Purpose: Developmental dysplasia of the hip (DDH) increases the risk of severe adult hip osteoarthritis (OA). Transforming growth factor-β1 (TGF-beta1) and interleukin-6 (IL-6) are included in pathogenesis of OA, as well as in development of the musculoskeletal system. We investigated the association of single nucleotide polymorphisms (SNPs) known to reflect on the circulating levels of the two cytokines, specifically, 29 T → C transition in the TGFB1 signal sequence (rs1800470) and -572G → C transversion in the IL6 promoter (rs1800796), with DDH.

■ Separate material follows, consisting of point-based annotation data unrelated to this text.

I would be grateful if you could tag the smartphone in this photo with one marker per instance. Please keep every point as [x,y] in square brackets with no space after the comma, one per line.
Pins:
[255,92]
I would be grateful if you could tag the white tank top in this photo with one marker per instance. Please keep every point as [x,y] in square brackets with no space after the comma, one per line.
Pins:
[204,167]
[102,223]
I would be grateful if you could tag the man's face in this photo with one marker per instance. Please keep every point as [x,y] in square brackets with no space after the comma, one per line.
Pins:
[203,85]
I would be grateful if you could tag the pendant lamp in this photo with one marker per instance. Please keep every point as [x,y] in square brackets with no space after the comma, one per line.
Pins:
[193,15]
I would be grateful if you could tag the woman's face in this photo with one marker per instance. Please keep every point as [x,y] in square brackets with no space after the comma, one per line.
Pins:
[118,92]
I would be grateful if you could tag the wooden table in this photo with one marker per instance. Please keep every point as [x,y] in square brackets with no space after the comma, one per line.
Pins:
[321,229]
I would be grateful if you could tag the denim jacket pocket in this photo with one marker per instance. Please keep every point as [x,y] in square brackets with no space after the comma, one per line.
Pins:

Methods: We conducted a case-control study in consecutive unrelated adults with severe hip OA scheduled for total hip arthroplasty. Cases, patients with OA secondary to DDH (n = 68) and controls, patients with OA unrelated to DDH (n = 152) were genotyped at the two loci.
Results: With adjustment for age, sex and genotype at the concurrent locus, cases were more likely (OR = 2.42, 95%CI 1.08-5.43; p = 0.032) to be transition homozygous at TGFB1 locus 29, and also more likely (OR = 6.36, 95%CI 2.57-15.7; p < 0.001) to be transversion homozygous at IL6 locus -572 than controls. Cases were also more likely (OR = 11.3, 95%CI 4.25-29.8; p < 0.001) than controls to carry one of the three genotypes combining transition/transversion homozygosity at both loci, or transition/transversion homozygosity at one and heterozygosity at the concurrent locus.
Conclusions: Data suggest association between TGFB1 29 T → C transition (rs1800470) and IL6 -572G → C transversion (rs1800796) with DDH, and also a possibility of TGF-beta1 and IL-6 interaction in DDH pathogenesis.